La notte sul 6 giugno 1944 vide una delle operazioni più note nella storia delle forze speciali quando 181 soldati della 6^ Divisione Aviotrasportata Britannica, primo reparto alleato a toccare il suolo francese, planarono silenziosamente con i loro 6 alianti “Horsa” nelle immediate vicinanze del ponte di Benouville, detto poi da allora “Pegasus Bridge” in memoria del simbolo del reparto britannico. Quella notte e nei giorni successivi furono perse molte vite umane sia a causa di alcuni alianti atterrati disastrosamente che durante il furibondo scontro a fuoco con i tedeschi del quale le strutture del ponte in metallo portano ancora le tracce. Il ponte conquistato fu poi difeso strenuamente dai britannici sino all’arrivo, alcuni giorni dopo, dei rinforzi sbarcati sulle spiaggie annunciati dal suono di una cornamusa che precedeva il 6° Commando di Lord Lovat. Lungo il ponte vi sono alcune lapidi che ricordano i nomi dei paracadutisti e dei piloti della RAF caduti nell’operazione; poco distante il cippo in memoria del primo aliante che alle 00,18 del 6 giugno toccò terra con a bordo i piloti Sergenti Barkway e Boyle oltre al Cap. Medico Vaughan, il Ten. Smith e 28 soldati. Un altro cippo simile ricorda l’atterraggio alle 00,16 dell’aliante pilotato dai Sergenti Wallwork e Ainsworth con a bordo il Magg. John Howard dell’Oxfordshire e Buckinghamshire Light Infantry oltre al Ten. Brotheridge e 28 soldati. Come recita una lapide poco distante il Ten. Brotheridge fu il primo caduto del D-DAY, colpito mentre assaltava il ponte. Il vicino “Memorial Pegasus” ospita armi, cimeli e fotografie di quella straordinaria missione, in gran parte donati da reduci britannici, inclusa la cornamusa suonata da Bill Millin. Vi si trovano anche una replica dell’aliante “Horsa” e il ponte originale qui spostato appositamente di cento dalla sua sede nel 1993. In molti punti nei quali sono caduti i soldati britannici vengono deposti tulipani di carta e piccoli ricordi. Un monumento in bronzo inaugurato nel 2004 dal Principe di Galles ricorda anche il trentatreenne Brigadiere Generale James Hill il quale da qui, sebbene più volte ferito, guidò la 3^ Brigata Paracadutisti fino al crollo della resistenza tedesca. Le cruciali missioni della 6^ Divisione Aviotrasportata Britannica in questo settore ebbero tutte successo ma a costo di gravi perdite: circa duemila dei suoi soldati riposano infatti nel vicino cimitero di Ranville.

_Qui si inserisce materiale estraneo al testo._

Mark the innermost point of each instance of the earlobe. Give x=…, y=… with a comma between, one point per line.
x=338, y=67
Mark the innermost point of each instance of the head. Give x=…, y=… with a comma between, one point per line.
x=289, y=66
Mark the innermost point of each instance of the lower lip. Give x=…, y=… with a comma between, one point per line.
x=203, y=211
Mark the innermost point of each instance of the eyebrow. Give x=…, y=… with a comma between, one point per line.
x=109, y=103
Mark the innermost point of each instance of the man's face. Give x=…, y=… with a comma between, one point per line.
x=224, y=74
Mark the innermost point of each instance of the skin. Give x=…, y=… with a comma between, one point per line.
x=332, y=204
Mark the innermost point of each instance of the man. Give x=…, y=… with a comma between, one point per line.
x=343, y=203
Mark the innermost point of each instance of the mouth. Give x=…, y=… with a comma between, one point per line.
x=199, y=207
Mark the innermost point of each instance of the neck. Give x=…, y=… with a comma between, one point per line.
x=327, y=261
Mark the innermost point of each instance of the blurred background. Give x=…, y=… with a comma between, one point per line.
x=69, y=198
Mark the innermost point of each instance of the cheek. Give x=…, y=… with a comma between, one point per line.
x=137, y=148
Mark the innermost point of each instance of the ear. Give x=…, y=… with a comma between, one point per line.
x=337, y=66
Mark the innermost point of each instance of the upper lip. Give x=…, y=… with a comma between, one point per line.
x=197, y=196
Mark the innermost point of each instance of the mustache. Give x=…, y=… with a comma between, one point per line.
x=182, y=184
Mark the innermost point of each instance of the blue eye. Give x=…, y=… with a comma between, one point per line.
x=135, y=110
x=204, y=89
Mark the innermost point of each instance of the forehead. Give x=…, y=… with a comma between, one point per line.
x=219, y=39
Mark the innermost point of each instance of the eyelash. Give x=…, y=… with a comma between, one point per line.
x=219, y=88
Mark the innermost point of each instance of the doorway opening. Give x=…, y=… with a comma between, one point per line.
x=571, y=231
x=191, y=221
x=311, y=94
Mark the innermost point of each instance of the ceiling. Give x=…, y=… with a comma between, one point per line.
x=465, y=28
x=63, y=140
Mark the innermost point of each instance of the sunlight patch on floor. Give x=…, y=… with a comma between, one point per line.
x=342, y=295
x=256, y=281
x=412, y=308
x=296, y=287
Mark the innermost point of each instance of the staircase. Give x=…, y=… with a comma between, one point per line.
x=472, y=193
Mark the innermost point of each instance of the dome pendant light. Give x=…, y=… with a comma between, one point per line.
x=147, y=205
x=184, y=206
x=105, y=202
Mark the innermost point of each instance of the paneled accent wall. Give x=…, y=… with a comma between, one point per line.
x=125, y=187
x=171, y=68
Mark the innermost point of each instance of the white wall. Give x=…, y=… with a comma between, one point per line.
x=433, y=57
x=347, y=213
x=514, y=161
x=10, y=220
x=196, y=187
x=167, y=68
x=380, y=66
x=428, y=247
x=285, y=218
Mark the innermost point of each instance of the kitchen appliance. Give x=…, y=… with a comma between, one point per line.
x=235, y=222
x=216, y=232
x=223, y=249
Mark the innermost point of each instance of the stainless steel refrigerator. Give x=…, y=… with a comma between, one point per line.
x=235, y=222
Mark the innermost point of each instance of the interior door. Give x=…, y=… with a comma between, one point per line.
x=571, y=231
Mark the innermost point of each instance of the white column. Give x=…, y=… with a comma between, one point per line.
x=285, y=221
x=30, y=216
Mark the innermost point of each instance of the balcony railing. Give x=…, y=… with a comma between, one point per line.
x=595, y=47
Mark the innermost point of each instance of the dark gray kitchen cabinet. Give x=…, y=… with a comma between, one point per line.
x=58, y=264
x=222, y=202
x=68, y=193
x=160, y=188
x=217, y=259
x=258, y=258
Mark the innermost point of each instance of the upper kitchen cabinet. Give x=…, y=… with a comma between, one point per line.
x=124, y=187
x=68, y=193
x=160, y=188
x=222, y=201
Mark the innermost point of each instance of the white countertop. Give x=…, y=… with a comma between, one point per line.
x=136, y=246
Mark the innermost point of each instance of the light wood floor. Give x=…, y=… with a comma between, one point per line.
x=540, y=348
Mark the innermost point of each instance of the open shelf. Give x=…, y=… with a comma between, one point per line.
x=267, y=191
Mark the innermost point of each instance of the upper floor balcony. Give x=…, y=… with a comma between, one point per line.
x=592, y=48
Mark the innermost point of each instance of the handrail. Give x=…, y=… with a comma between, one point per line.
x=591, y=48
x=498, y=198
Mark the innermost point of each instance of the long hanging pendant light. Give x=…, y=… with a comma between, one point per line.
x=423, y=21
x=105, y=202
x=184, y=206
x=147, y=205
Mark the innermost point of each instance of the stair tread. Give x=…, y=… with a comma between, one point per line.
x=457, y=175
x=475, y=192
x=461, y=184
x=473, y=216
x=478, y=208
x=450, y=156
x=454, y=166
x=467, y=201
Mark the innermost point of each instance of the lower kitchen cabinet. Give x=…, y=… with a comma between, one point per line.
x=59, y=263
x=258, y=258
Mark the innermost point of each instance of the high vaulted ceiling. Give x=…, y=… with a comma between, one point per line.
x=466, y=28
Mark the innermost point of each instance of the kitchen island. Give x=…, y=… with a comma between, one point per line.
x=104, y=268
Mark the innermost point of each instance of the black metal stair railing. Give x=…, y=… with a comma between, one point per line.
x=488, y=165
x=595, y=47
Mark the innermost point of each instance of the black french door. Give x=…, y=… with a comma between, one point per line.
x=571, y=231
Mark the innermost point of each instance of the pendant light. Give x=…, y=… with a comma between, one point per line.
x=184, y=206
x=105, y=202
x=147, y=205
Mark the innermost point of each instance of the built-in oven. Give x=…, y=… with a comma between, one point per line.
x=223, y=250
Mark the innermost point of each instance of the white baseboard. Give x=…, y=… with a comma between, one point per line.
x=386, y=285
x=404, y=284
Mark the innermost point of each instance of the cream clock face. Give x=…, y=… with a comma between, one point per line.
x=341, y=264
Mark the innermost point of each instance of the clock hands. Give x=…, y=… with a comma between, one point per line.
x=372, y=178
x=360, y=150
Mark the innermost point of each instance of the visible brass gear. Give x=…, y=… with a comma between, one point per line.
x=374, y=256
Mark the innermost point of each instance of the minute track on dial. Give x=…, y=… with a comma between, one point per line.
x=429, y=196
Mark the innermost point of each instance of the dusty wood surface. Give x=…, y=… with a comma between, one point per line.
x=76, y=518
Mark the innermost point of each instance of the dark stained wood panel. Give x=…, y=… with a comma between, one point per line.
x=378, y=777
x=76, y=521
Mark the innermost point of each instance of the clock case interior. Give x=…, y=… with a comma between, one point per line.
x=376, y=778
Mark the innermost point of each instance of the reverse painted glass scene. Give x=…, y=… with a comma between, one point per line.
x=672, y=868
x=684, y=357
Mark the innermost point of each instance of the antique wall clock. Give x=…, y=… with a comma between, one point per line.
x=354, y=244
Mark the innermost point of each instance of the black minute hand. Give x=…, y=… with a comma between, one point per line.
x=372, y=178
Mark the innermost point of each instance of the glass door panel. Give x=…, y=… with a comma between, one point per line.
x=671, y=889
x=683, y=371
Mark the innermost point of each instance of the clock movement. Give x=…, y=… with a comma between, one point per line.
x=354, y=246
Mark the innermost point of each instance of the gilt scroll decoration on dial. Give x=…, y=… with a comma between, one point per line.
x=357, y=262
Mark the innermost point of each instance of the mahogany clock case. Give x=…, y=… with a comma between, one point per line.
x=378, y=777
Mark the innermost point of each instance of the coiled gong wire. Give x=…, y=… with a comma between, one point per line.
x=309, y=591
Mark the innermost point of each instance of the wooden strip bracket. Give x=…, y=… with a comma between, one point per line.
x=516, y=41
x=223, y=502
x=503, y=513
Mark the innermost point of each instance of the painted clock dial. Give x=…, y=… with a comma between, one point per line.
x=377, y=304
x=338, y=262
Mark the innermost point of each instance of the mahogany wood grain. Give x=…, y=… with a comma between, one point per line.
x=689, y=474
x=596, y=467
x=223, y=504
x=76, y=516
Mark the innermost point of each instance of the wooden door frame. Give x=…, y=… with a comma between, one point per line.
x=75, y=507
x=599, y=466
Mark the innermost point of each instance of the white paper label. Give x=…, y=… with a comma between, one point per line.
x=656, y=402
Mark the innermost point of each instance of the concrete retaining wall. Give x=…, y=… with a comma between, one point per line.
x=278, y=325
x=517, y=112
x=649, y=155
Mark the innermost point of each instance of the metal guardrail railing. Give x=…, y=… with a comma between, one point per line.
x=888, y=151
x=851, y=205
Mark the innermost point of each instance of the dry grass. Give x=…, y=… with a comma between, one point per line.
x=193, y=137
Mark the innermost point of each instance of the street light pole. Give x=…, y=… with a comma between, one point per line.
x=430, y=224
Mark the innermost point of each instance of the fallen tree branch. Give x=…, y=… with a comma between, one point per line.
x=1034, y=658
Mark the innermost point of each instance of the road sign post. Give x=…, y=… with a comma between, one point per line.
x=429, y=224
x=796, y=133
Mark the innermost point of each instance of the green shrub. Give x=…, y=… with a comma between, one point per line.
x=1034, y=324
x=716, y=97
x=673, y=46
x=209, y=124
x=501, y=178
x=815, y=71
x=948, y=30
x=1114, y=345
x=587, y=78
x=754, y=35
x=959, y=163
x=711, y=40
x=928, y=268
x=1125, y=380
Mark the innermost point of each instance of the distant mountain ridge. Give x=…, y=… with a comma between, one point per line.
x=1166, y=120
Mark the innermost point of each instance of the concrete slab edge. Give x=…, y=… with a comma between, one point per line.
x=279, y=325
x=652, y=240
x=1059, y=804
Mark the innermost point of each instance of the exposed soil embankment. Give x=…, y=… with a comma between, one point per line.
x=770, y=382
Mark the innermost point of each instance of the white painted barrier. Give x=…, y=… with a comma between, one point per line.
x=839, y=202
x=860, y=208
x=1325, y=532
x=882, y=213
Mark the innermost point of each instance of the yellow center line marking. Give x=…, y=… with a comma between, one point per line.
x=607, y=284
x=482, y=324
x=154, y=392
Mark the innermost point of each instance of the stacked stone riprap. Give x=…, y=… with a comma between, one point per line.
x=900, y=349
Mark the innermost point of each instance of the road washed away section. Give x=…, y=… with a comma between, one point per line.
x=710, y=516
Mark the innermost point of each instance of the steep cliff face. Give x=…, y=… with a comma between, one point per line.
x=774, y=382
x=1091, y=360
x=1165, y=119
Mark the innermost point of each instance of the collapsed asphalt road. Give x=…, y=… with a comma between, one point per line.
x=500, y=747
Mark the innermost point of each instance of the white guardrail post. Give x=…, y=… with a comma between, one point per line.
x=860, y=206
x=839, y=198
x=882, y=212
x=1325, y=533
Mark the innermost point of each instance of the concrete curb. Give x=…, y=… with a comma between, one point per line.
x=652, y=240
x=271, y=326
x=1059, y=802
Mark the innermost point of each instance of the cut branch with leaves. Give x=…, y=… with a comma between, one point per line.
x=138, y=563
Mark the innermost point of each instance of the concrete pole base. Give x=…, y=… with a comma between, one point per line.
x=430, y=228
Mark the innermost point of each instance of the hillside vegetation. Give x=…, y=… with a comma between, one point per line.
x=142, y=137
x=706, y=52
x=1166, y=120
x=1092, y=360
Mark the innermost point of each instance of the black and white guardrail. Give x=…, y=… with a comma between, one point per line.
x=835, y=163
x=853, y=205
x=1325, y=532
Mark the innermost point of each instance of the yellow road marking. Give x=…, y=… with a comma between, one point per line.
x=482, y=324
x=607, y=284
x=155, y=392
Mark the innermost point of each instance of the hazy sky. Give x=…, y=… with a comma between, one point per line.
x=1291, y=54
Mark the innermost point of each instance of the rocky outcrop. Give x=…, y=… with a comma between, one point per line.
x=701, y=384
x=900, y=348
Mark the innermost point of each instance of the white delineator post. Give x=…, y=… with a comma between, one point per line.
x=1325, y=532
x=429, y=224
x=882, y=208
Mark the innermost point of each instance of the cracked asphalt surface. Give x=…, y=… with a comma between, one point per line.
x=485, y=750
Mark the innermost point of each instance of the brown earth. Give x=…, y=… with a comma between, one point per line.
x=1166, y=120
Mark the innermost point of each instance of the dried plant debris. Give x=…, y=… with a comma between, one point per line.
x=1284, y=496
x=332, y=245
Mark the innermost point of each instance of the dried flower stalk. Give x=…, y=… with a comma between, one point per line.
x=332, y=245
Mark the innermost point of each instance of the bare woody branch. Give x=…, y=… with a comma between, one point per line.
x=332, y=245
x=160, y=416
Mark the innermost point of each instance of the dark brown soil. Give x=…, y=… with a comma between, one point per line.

COLLEVILLE SUR MER:  IL GRANDE SACRARIO DEI SOLDATI STATUNITENSI

Gestito dalla American Battle Monuments Commission di Arlington (VA – U.S.A.) si estende per ben 58 ettari concessi in uso perpetuo agli Stati Uniti d’America dal governo francese. Si erge a ridosso della spiaggia “Omaha”, sul piccolo altopiano che i soldati americani raggiunsero dopo avere percorso i primi duecento metri di spiaggia sotto il fuoco tedesco. Il Sacrario rccoglie quasi diecimila caduti statunitensi oltre al “giardino dei dispersi” dove una stele ricorda i loro 1.500 nomi: qui, se accanto al nome del soldato compare una rosetta di bronzo, significa che il suo corpo è poi stato ritrovato in seguito e seppellito. Nel grande cimitero riposano ben 41 gruppi di fratelli; fra loro la tomba di Theodore Roosevelt Jr, reduce della prima guerra mondiale e figlio del 26° presidente americano, morto nelle fasi successive allo sbarco e che volle essere qui seppellito facendo giungere accanto a sé anche la tomba del fratello Quentin, caduto in Francia nella Grande Guerra. Il principale monumento ai Caduti del Sacrario è una statua di sette metri rappresentante “lo spirito della gioventù americana che sorge della onde”.